Design patterns for chains
- Linear chain – A → B → C. Simple and easy to debug. Example: fetch data → summarize → post to Slack. US teams start here.
- Fan-out – One step’s output is sent to multiple skills (e.g., same summary to email and Slack). Orchestrator or model calls multiple tools with the same input.
- Conditional – "If calendar has more than 5 events, send a long summary; else send one line." Model can do this with a conditional follow-up; orchestrator can have explicit if/else in the workflow. US teams use conditionals for alerts and digests.
- Error handling – If step B fails, retry, skip, or abort and notify. Define in the orchestrator or rely on the model to "try again" or "tell the user it failed." For critical chains in the US, explicit retry and notification are recommended.
Data passing
- In-context – Model receives tool results in the conversation and types the next tool’s args manually (in its output). Works for short chains; long outputs may exceed context. US users can keep chains to 2–3 steps when relying on the model.
- Structured output – Each skill returns a structured object (e.g., JSON). The next skill accepts that shape. Orchestrator can pass by reference (e.g., "result of step 1") or by value. In the US, document the expected shape so skill authors can align.
- Intermediate storage – For long chains or large payloads, write step output to a temp store (file or cache) and pass a reference to the next step. Reduces context size. US teams use this for "fetch report, then attach to email."
Testing chains
- Unit test each skill – Each skill works in isolation with mocked inputs. US teams should already have this for reusable skills.

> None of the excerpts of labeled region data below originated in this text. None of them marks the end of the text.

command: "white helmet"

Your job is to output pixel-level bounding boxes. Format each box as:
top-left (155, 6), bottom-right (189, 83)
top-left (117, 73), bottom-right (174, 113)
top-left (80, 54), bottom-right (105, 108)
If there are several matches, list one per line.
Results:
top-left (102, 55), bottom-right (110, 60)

- Integration test the chain – Run the full chain in dev/staging with test calendar and test email. Assert on final outcome (e.g., email received with correct subject). SingleAnalytics can complement this by showing real-world success rate of the chain in production.
- Failure injection – Simulate failure at step 2 and confirm retry or notification. Important for US teams that depend on chains for daily reports or alerts.
Summary
Skill chaining in OpenClaw can be model-driven (model calls multiple tools in one conversation) or explicit (orchestrator runs a defined sequence). Design linear or conditional chains, pass data in-context or via structured output, and handle errors and retries. Test each skill and the full chain; use SingleAnalytics to see which chains run and succeed in the US.